Portaratrum Guerrero-Kommritz, 2003

Genus Portaratrum Guerrero-Kommritz, 2003 View in CoL

Portaratrum: Guerrero-Kommritz (2003) View in CoL ; Guerrero-Kommritz and Brandt (2005): 294 (familial status regarded as incertae cedis)

Diagnosis (see Guerrero-Kommritz 2003, incorporating genus description)

Additions/modifications: pleonite-5 sternite with ventrally-directed spur. Pleotelson subpentagonal, narrower at join with pleon. Mandible molar spines in coronal or subcoronal array. Maxilliped endite with distolateral lobe and distomedial rounded tubercle. Cheliped coxal sclerite massive, posterior to basis, not fused ventromedially, separated by medial sclerite; basis with small free posterior lobe; palm superior and inferior margins sub-parallel, with two inferior setae. Pereopods 1–3 with coxa (bearing seta). Pereopods 4–6 with coxa indistinct/fused (and naked); carpus with three bayonet spines and one seta. Pleopod rami narrow, without proximal setae. Preparatory male similar to female but antennule broader than female, four-articled.

Composition

Portaratrum afer Guerrero-Kommritz, 2003 ; Portaratrum holdichi n. sp.; P. fascinatus Guerrero-Kommritz, 2003

This genus may also include Leptognathia zezinae Kudinova-Pasternak, 1973 , but this requires confirmation; the taxon should retain its generic name until this is done (see below).

Remarks

Although Guerrero-Kommritz (op. cit.) originally placed Portaratrum within the Colletteidae , in his later phylogeny ( Guerrero-Kommritz and Brandt 2005) it was revealed as a sister taxon to the Agathotanaidae Lang , rather than as a nominal colletteid (represented by Collettea Lang 1974 in that analysis); it was therefore regarded, though not formally designated, as incertae sedis. This is not unexpected as the cheliped-cephalothorax articulation is close to that of agathotanaids and the pleotelson is subpentagonal (narrower at junction with the pleon – a character consistent among the agathotanaids as well as several other genera of indefinite classification). Although Guerrero-Kommritz reported the cheliped as being ‘fused’ with the cephalothorax this is unlikely as he figured a basis-cephalothorax suture as well as a free posterior lobe in both species – the same configuration as seen in the new species described below. While this does approach the agathotanaid condition where the basis completely lacks a free lobe, the (coxal) sclerites in Portaratrum are separated by a sternal sclerite, and these are confluent or fused in agathotanaids ( Bird and Holdich 1988, Figure 2 View Figure 2 ; 1989a, Figure 1 View Figure 1 ; Bird 2010, Figure 4a View Figure 4 ). A similar configuration occurs in Leptognathioides and the two genera are very similar in many respects of mouthpart, cheliped, pereopod, pleopod, and uropod morphology.
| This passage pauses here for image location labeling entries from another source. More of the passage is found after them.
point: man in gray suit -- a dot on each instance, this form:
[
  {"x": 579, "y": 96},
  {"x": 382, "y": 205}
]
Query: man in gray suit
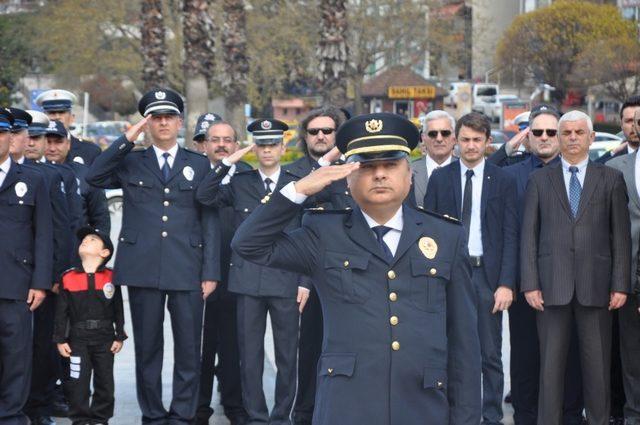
[
  {"x": 628, "y": 318},
  {"x": 575, "y": 263},
  {"x": 438, "y": 140}
]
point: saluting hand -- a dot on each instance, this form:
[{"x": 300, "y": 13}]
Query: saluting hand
[
  {"x": 323, "y": 177},
  {"x": 135, "y": 130}
]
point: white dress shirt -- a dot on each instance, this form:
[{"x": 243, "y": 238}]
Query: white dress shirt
[
  {"x": 4, "y": 169},
  {"x": 475, "y": 226},
  {"x": 432, "y": 165},
  {"x": 582, "y": 169},
  {"x": 172, "y": 155}
]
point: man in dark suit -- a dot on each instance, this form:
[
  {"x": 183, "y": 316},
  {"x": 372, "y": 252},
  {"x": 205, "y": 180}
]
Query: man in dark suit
[
  {"x": 57, "y": 105},
  {"x": 400, "y": 333},
  {"x": 261, "y": 290},
  {"x": 26, "y": 259},
  {"x": 220, "y": 334},
  {"x": 575, "y": 265},
  {"x": 438, "y": 140},
  {"x": 483, "y": 197},
  {"x": 168, "y": 253}
]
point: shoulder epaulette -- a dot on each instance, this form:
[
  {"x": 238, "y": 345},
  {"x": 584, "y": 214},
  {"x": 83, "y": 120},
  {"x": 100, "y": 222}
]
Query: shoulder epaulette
[{"x": 445, "y": 217}]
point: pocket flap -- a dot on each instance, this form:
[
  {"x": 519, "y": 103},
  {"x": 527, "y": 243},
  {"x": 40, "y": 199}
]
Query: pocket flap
[
  {"x": 431, "y": 268},
  {"x": 346, "y": 261},
  {"x": 434, "y": 378},
  {"x": 334, "y": 364}
]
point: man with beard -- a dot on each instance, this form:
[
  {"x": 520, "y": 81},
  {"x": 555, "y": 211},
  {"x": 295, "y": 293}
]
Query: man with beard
[{"x": 220, "y": 335}]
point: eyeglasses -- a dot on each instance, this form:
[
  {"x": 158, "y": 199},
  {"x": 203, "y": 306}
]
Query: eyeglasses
[
  {"x": 326, "y": 131},
  {"x": 434, "y": 133},
  {"x": 551, "y": 132}
]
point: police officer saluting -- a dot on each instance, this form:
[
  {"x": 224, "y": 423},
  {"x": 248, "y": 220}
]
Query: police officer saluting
[
  {"x": 400, "y": 330},
  {"x": 57, "y": 105},
  {"x": 167, "y": 251},
  {"x": 25, "y": 217}
]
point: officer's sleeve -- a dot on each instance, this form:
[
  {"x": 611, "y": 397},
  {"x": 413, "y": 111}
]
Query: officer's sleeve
[
  {"x": 529, "y": 230},
  {"x": 464, "y": 367},
  {"x": 43, "y": 246},
  {"x": 261, "y": 238},
  {"x": 104, "y": 172},
  {"x": 508, "y": 268},
  {"x": 211, "y": 191},
  {"x": 61, "y": 319},
  {"x": 121, "y": 335}
]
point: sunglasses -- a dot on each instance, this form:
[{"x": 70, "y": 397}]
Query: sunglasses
[
  {"x": 434, "y": 133},
  {"x": 325, "y": 131},
  {"x": 551, "y": 132}
]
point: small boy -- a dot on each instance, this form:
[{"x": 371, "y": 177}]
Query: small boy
[{"x": 87, "y": 309}]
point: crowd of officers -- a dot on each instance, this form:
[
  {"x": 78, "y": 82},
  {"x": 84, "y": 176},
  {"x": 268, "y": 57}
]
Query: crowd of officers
[{"x": 385, "y": 284}]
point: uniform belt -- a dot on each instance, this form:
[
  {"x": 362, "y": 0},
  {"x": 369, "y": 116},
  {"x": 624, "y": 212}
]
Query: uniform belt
[
  {"x": 93, "y": 324},
  {"x": 476, "y": 261}
]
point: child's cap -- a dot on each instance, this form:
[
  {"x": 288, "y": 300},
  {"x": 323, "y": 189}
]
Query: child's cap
[{"x": 88, "y": 230}]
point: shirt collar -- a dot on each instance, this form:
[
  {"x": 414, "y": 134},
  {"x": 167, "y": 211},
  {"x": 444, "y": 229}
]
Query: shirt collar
[{"x": 396, "y": 222}]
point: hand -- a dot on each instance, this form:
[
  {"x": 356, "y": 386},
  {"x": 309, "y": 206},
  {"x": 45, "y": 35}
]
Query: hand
[
  {"x": 116, "y": 347},
  {"x": 503, "y": 298},
  {"x": 534, "y": 298},
  {"x": 134, "y": 131},
  {"x": 514, "y": 143},
  {"x": 237, "y": 155},
  {"x": 617, "y": 300},
  {"x": 64, "y": 350},
  {"x": 303, "y": 297},
  {"x": 35, "y": 298},
  {"x": 208, "y": 286},
  {"x": 323, "y": 177}
]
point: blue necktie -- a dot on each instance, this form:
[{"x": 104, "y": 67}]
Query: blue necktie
[
  {"x": 574, "y": 191},
  {"x": 166, "y": 169},
  {"x": 380, "y": 231}
]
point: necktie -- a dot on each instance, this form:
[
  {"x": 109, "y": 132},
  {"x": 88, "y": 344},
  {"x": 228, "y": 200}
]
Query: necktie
[
  {"x": 466, "y": 201},
  {"x": 166, "y": 169},
  {"x": 574, "y": 190},
  {"x": 380, "y": 231},
  {"x": 267, "y": 185}
]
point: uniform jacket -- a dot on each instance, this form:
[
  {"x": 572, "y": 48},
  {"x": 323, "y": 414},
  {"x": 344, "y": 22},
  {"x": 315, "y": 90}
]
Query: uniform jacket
[
  {"x": 168, "y": 240},
  {"x": 498, "y": 215},
  {"x": 245, "y": 192},
  {"x": 89, "y": 296},
  {"x": 586, "y": 257},
  {"x": 26, "y": 233},
  {"x": 425, "y": 305}
]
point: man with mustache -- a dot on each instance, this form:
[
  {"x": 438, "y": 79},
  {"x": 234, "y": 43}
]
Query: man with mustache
[{"x": 483, "y": 197}]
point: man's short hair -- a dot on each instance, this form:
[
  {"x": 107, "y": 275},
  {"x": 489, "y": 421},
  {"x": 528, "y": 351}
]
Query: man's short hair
[
  {"x": 475, "y": 121},
  {"x": 438, "y": 114},
  {"x": 576, "y": 116},
  {"x": 631, "y": 102}
]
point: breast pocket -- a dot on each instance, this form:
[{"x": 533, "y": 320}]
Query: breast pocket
[
  {"x": 429, "y": 283},
  {"x": 346, "y": 278}
]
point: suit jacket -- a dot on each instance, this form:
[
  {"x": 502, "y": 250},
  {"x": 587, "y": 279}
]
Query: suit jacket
[
  {"x": 26, "y": 233},
  {"x": 433, "y": 375},
  {"x": 245, "y": 193},
  {"x": 498, "y": 216},
  {"x": 168, "y": 240},
  {"x": 587, "y": 257},
  {"x": 627, "y": 165}
]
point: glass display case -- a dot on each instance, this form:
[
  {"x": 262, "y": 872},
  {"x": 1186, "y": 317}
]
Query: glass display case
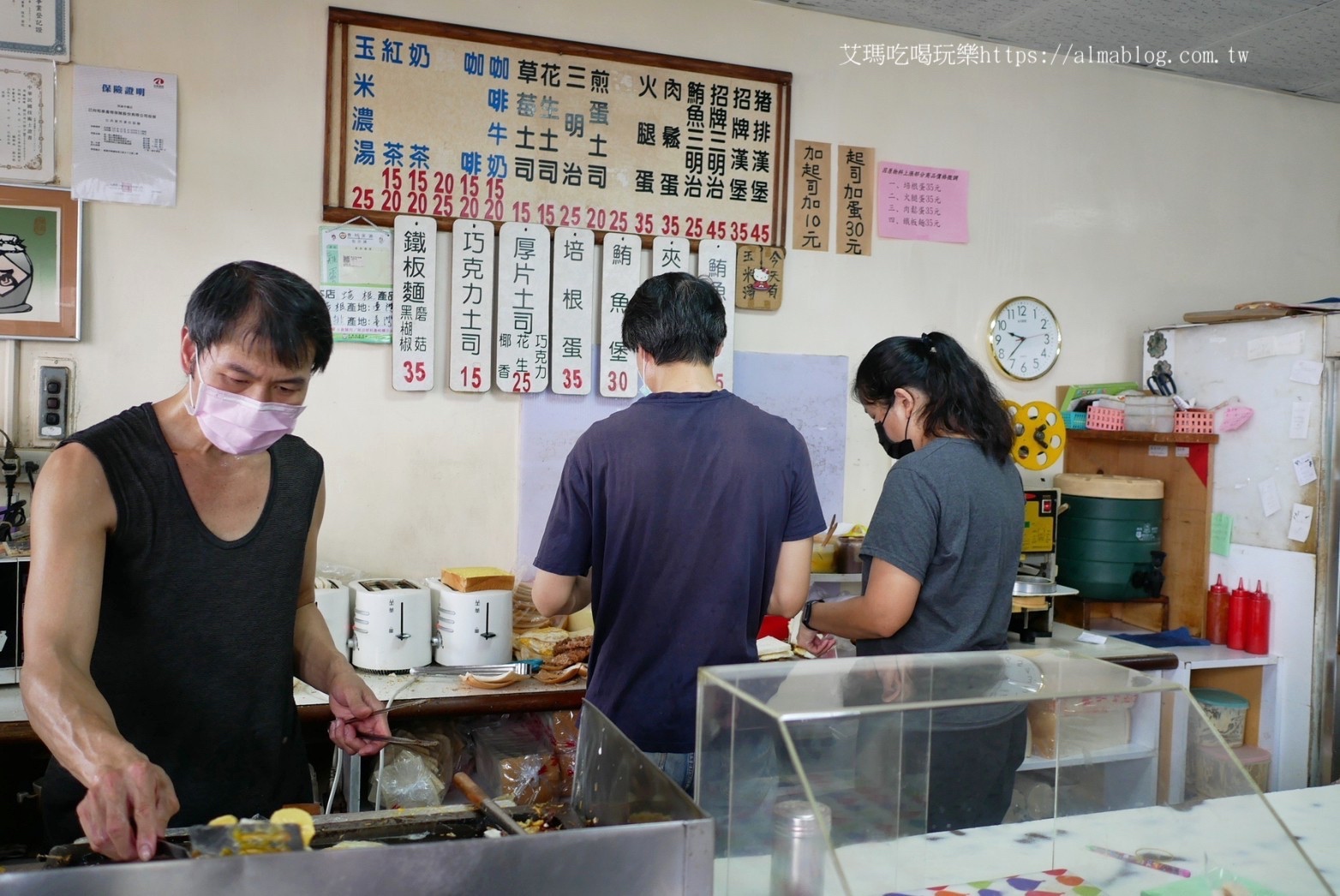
[{"x": 984, "y": 772}]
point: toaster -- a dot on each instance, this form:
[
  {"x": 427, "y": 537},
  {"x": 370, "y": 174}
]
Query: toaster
[
  {"x": 473, "y": 627},
  {"x": 393, "y": 624},
  {"x": 335, "y": 606}
]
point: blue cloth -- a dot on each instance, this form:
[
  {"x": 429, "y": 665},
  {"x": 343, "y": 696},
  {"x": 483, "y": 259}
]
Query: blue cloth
[
  {"x": 679, "y": 506},
  {"x": 1175, "y": 638}
]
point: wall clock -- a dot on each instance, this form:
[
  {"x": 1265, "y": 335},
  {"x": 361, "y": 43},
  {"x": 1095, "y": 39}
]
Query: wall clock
[{"x": 1024, "y": 337}]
The pattern of occurrence of pereopodal coxae was used as a phylogenetic ‘character’ by Larsen and Wilson 2002, although proof of these structures, particularly for pereopods 4–6, is often extremely difficult with light-microscopy. Lack of a coxa on these last three pairs was one diagnostic for the family Colletteidae (although not unique), but in the original description ( Guerrero-Kommritz 2003: 282) coxae were stated to be absent from all six pairs. This is most unlikely to be the case as, in the new species described below, pereopods 1–3 exhibit a typical annular coxa that bears an anterior seta while that of pereopods 4–6 is indistinct (seemingly fused with the pereon) and lacking setae.

In many other respects, the morphology of Portaratrum does fit with the diagnosis for the Colletteidae given by Larsen (2005, p. 147–148) but the family appears to be excessively heterogeneous and the phylogenetic analysis given by Guerrero- Kommritz and Brandt (2005) only included this genus and the type, Collettea . Almost at the same time as that analysis, eighteen genera (including Portaratrum ) were known in the family and usefully keyed by Błażewicz-Paszkowycz (2005). At best, Portaratrum might be considered ‘colletteoid’.

Males of P. holdichi n. sp. are the first to be recorded for this genus, described below, but it is unclear if they are truly ‘preparatory’ or terminal, or whether dimorphic natatory males exist at all for this taxon.

The two previously described abyssal species are from widely separated ocean regions, P. afer from the Angola Basin and P. fascinatus from the eastern tropical Pacific, south of the Galapagos Islands. I have recently recorded an undescribed species at bathyal depths off the eastern margin of North Island, New Zealand. This might imply that the genus is present over a wide intervening area, and a broader depth range, especially if L. zezinae from the Gulf of Alaska is shown to belong in the genus. This last taxon is close to P. holdichi n. sp. (see below) in habitus, mandible, maxilliped, cheliped, and pleopod morphology, but new material is required to confirm if it has, or has not, a pleonal spur.